Integration zunehmend schwerer
Experten konstatieren bereits eine rapide wachsende Kriminalität unter jungen Russlanddeutschen, soziale Verwahrlosung und ein neues Armutsproletariat - auch in der Region. Etwa jeder vierte Immigrant aus dem Osten ist arbeitslos. Wer eine Lehrstelle sucht, hat kaum Chancen.

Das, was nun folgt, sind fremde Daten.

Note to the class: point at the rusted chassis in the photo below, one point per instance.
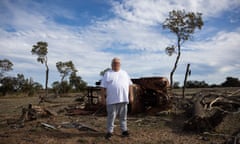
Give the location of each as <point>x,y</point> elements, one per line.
<point>150,92</point>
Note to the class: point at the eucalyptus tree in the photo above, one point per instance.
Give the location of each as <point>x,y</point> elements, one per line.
<point>41,50</point>
<point>183,25</point>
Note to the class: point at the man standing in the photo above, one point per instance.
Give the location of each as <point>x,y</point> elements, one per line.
<point>116,85</point>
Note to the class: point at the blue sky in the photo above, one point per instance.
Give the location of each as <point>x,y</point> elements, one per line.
<point>92,32</point>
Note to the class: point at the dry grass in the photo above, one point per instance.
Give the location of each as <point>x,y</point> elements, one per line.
<point>144,129</point>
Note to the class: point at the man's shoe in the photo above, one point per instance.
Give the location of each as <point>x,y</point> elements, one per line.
<point>108,135</point>
<point>125,134</point>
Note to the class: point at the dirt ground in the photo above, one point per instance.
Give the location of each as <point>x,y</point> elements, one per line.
<point>144,129</point>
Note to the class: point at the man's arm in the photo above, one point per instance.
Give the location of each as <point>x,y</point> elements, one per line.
<point>131,94</point>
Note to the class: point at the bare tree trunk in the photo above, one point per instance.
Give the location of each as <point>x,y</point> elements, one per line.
<point>176,62</point>
<point>46,82</point>
<point>185,80</point>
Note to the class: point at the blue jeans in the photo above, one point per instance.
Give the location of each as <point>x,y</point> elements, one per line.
<point>112,111</point>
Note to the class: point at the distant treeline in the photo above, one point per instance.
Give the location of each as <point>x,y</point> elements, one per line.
<point>229,82</point>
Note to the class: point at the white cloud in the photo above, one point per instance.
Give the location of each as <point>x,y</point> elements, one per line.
<point>132,30</point>
<point>154,12</point>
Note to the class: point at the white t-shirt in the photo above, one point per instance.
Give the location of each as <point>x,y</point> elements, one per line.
<point>117,85</point>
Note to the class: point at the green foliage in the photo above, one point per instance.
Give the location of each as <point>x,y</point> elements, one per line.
<point>77,83</point>
<point>40,49</point>
<point>5,66</point>
<point>65,68</point>
<point>176,85</point>
<point>183,25</point>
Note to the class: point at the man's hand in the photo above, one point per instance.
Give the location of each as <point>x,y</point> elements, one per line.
<point>103,96</point>
<point>131,96</point>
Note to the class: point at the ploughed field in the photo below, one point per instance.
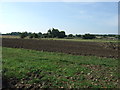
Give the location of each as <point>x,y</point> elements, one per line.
<point>101,49</point>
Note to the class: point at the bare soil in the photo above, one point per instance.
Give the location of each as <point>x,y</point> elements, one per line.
<point>101,49</point>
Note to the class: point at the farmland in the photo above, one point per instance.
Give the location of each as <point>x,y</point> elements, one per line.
<point>75,48</point>
<point>36,69</point>
<point>29,63</point>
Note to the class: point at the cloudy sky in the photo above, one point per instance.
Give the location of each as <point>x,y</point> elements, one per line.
<point>72,17</point>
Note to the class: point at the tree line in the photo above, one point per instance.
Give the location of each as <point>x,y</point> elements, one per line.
<point>55,33</point>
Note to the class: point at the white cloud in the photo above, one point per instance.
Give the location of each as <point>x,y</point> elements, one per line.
<point>113,21</point>
<point>60,0</point>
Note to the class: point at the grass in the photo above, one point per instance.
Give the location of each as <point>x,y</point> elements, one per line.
<point>74,39</point>
<point>56,70</point>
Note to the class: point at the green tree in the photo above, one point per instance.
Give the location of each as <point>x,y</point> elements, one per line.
<point>88,36</point>
<point>70,35</point>
<point>23,35</point>
<point>55,32</point>
<point>78,35</point>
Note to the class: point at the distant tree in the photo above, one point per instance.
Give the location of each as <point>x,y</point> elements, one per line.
<point>49,31</point>
<point>23,35</point>
<point>35,35</point>
<point>40,35</point>
<point>77,35</point>
<point>70,35</point>
<point>45,35</point>
<point>88,36</point>
<point>31,35</point>
<point>55,33</point>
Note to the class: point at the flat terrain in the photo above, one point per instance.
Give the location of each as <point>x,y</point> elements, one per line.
<point>101,49</point>
<point>36,69</point>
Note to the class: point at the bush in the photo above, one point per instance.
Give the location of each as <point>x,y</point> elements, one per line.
<point>88,36</point>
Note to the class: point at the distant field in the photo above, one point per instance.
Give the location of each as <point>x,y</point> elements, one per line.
<point>75,39</point>
<point>101,49</point>
<point>36,69</point>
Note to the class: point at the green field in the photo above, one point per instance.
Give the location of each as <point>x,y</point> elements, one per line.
<point>34,69</point>
<point>74,39</point>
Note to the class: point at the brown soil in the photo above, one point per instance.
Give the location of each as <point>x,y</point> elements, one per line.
<point>100,49</point>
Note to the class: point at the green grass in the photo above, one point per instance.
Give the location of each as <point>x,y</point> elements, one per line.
<point>57,70</point>
<point>81,40</point>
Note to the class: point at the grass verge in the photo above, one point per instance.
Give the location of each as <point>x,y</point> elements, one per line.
<point>34,69</point>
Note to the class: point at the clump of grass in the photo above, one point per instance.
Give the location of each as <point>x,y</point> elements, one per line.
<point>35,69</point>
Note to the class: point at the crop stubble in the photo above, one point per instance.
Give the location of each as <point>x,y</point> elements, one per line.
<point>70,47</point>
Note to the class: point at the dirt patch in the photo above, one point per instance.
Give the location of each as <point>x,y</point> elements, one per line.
<point>69,47</point>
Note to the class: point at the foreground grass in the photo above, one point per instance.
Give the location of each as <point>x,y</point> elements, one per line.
<point>74,39</point>
<point>34,69</point>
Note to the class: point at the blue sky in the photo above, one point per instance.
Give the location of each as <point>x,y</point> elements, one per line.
<point>72,17</point>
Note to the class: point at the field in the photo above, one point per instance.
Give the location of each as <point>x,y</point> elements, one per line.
<point>34,69</point>
<point>76,48</point>
<point>59,64</point>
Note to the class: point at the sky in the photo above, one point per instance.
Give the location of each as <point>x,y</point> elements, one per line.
<point>71,17</point>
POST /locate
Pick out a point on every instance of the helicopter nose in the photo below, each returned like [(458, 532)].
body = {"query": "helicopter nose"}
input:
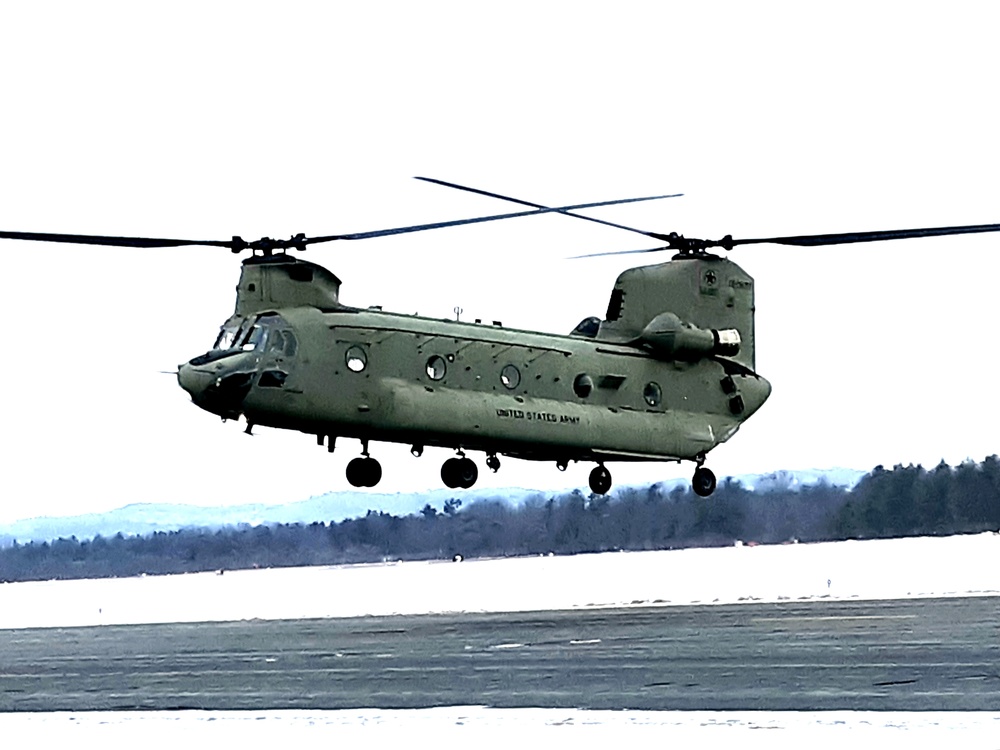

Etliche Schulen, soziale Vereine, Organisationen und Behörden mühen sich nach Kräften, junge Russen und Kasachen aus ihrer Isolation zu reißen. „Wenn uns das gelingt, dann werden keine Häuserwände beschmiert, wird in Hausfluren nicht gegrölt oder Lagerfeuer in Wohngebieten entzündet“ , erklärte Maria Stauber vom Senftenberger Verein „Eine Welt, unsere Welt“ jüngst. Und Ella Kem, Vorsitzende des Ortsverbands der Russlanddeutschen in Forst, warnte: Die meisten drogensüchtigen Russlanddeutschen, die sie kenne, seien erst in Deutschland abhängig geworden - weil es zu wenige Möglichkeiten gebe, sich zu integrieren, wegen des Verlustes der alten Heimat und der Freunde, wegen der Arbeitslosigkeit, der Diskriminierung. Und wegen der Schwellenangst aufgrund der Sprachprobleme.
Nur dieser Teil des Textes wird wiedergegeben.